8. Modes of Existence / C. Powers and Dispositions / 6. Dispositions / e. Dispositions as potential
All structures are dispositional, objects are dispositions sets, and events manifest dispositions [Fetzer]
     Full Idea: I propose a dispositional ontology for the physical world, according to which a) every structural property is a dispositional one, b) a physical object is an ordered set of dispositions, and c) every event manifests a dispositional property of the world.
     From: J.H. Fetzer (A World of Dispositions [1977], Intro)

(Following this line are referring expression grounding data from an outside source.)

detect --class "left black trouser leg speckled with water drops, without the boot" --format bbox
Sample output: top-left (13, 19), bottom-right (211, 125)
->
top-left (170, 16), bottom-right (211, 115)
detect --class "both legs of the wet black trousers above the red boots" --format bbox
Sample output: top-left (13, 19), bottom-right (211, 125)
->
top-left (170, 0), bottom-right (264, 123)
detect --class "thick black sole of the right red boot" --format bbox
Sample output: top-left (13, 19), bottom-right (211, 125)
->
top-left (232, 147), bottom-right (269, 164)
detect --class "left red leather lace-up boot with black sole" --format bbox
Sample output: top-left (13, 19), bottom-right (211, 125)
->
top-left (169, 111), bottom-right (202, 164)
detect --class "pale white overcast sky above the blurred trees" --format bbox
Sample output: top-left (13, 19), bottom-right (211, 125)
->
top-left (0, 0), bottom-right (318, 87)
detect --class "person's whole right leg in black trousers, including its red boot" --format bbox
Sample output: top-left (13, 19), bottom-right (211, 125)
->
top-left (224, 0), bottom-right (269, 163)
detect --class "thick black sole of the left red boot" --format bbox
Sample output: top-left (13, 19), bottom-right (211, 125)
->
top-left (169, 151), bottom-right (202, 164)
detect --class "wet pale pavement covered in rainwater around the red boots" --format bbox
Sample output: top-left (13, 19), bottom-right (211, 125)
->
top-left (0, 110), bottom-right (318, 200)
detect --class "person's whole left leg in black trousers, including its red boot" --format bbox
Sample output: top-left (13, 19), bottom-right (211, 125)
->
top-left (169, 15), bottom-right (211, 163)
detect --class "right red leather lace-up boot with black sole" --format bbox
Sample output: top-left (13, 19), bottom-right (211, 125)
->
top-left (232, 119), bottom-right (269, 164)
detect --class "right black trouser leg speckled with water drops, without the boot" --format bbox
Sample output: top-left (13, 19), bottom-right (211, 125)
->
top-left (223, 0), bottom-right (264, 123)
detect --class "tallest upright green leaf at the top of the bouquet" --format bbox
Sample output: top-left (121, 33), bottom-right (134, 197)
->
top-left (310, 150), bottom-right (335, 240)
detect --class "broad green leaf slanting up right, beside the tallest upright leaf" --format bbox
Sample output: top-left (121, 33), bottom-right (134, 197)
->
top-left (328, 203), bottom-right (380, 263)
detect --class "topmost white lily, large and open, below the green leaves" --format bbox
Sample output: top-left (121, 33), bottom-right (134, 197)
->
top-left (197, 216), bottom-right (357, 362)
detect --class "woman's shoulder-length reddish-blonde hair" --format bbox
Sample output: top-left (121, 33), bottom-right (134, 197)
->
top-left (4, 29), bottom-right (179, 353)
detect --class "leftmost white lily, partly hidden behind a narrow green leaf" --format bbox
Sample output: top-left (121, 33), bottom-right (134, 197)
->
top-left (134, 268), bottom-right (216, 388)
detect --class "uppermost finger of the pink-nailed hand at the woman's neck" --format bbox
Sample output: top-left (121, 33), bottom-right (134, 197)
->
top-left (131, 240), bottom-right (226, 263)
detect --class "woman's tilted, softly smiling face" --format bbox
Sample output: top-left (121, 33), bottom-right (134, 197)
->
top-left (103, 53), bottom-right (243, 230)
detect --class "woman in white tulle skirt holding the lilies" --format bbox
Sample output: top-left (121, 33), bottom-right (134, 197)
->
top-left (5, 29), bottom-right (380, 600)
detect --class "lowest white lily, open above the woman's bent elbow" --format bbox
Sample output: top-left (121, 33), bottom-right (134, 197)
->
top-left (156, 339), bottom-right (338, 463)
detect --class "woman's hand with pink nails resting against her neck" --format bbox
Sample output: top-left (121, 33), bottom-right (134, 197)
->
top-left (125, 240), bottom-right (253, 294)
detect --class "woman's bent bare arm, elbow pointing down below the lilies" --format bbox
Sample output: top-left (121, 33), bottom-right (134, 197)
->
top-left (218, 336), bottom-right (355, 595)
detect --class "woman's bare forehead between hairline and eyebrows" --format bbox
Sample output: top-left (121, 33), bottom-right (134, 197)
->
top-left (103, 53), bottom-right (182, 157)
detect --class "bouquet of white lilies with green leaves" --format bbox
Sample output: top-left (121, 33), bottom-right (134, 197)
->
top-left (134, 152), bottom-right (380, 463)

     A reaction: Mumford says this is consistent with ontology as a way of describing the world, rather than being facts about the world. I like Fetzer's sketch, which sounds to have a lot in common with 'process philosophy'.
9. Objects / C. Structure of Objects / 1. Structure of an Object
All events and objects are dispositional, and hence all structural properties are dispositional [Fetzer]
     Full Idea: Every atomic event in the world's history is a manifestation of some dispositional property of the world and every physical object is an instantiation of some set of dispositions; hence, every structural property is dispositional in kind.
     From: J.H. Fetzer (A World of Dispositions [1977], 5)
     A reaction: I quite like this drastic view, but there remains the intuition that there must always be something which has the disposition. That may be because I have not yet digested the lessons of modern physics.
26. Natural Theory / B. Natural Kinds / 2. Defining Kinds
Kinds are arrangements of dispositions [Fetzer]
     Full Idea: Kinds of things are specific arrangements of dispositions.
     From: J.H. Fetzer (A World of Dispositions [1977], 2)
     A reaction: A 'disposition' doesn't seem quite the right word for what is basic to the physical world, though Harré and Madden make a good case for the 'fields' of physic being understood in that way. I prefer 'power', though that doesn't solve anything.
26. Natural Theory / D. Laws of Nature / 3. Laws and Generalities
Lawlike sentences are general attributions of disposition to all members of some class [Fetzer]
     Full Idea: Lawlike sentences are conceived as logically general dispositional statements attributing permanent dispositional properties to every member of a reference class. ...Their basic form is that of subjunctive generalizations.
     From: J.H. Fetzer (A World of Dispositions [1977], 3)
     A reaction: I much prefer talk of 'lawlike sentences' to talk of 'laws'. At least they imply that the true generalisations about nature are fairly fine-grained. Why not talk of 'generalisations' instead of 'laws'? Fetzer wants dispositions to explain everything.